Gabi

 

Reflecting back on my life I realize that I was a product of my own sin and self-destruction.  I lead a life of prostitution and hard-core drug addiction for over 20-years. At the age of thirty-five I was faced with losing my fourth child because of my inability to stay clean of drugs.  My daughter’s father was at the end of his rope with my dysfunctional life-style and gave me the ultimatum---drugs or him and my daughter. I agreed to get help and entered the Anne Douglas Center, a Christian based rehabilitation program. I stayed there for one year and successfully graduated, for the first time in my adult life I was drug free. I moved to Pico Rivera for six-months of transitional housing. I thought I had it made but because of my disobedience not only to the program but more importantly to God’s will for my life, I became pregnant.  God, however, did not forsake me and stayed faithful. He brought me to Harvest Home, another of God’s provisions for me. I was welcomed, love and nurtured until the birth of my child. Having no real family of my own in California, Jennifer, the director of Harvest Home, was with me through every step of my pregnancy, not to mention my labor which took place July 11th 2001. 

My daughter, Trinity and I came home not to any empty room but to the love of Harvest Home. I will always be grateful that I didn’t end up in some empty lonely hotel room with my baby. 

In the months to follow, Jennifer and I started planning for the next step of our future. After applying at numerous shelters I was accepted at Upward Bound Family Place where I stayed for nine months and with the help of Beyond Shelter, I was able to obtain a Section-8 voucher. 

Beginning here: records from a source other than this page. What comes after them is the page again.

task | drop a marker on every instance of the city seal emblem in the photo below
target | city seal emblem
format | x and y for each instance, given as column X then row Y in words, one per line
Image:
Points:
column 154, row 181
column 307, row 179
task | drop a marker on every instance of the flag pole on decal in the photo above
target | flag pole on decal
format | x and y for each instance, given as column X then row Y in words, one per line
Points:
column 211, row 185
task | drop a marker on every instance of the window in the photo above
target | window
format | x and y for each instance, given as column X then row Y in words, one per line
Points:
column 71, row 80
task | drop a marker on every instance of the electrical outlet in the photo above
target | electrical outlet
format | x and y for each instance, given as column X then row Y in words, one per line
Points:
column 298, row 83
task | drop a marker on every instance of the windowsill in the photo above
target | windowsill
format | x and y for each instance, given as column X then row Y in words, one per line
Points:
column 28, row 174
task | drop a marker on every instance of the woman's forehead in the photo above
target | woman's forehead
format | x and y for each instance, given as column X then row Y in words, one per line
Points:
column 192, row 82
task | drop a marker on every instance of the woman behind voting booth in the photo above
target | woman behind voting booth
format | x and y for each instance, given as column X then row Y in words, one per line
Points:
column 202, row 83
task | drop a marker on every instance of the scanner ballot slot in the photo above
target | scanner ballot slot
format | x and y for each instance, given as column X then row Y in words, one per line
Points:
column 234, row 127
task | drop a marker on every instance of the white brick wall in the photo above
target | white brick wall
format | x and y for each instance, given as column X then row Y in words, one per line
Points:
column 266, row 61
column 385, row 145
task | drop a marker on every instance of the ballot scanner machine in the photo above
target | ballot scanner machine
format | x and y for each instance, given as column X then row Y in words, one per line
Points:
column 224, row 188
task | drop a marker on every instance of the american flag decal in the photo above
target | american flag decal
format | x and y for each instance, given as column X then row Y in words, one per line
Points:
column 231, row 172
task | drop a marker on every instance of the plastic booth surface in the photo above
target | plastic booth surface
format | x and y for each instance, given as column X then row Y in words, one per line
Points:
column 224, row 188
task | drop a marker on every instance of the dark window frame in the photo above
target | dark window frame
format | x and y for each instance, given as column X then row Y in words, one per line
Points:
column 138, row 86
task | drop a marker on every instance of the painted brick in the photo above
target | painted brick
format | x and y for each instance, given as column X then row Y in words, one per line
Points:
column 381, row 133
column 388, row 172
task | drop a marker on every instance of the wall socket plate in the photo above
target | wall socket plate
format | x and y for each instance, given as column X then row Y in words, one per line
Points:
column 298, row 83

Today I’m living in a beautiful 2-bedroom townhouse with my daughter. I’m also able to be the kind of mother that God has called me to be to my other children. Bianca, my 4-year old spends an average of 3 days per week with me and I also see my daughter, Nikki, every 3-months when she visits me from Colorado. 

I give all honor and glory to Jesus Christ, without his love and the help of the people who serve Him I’m not just another throw away but I’m a new creation in Christ.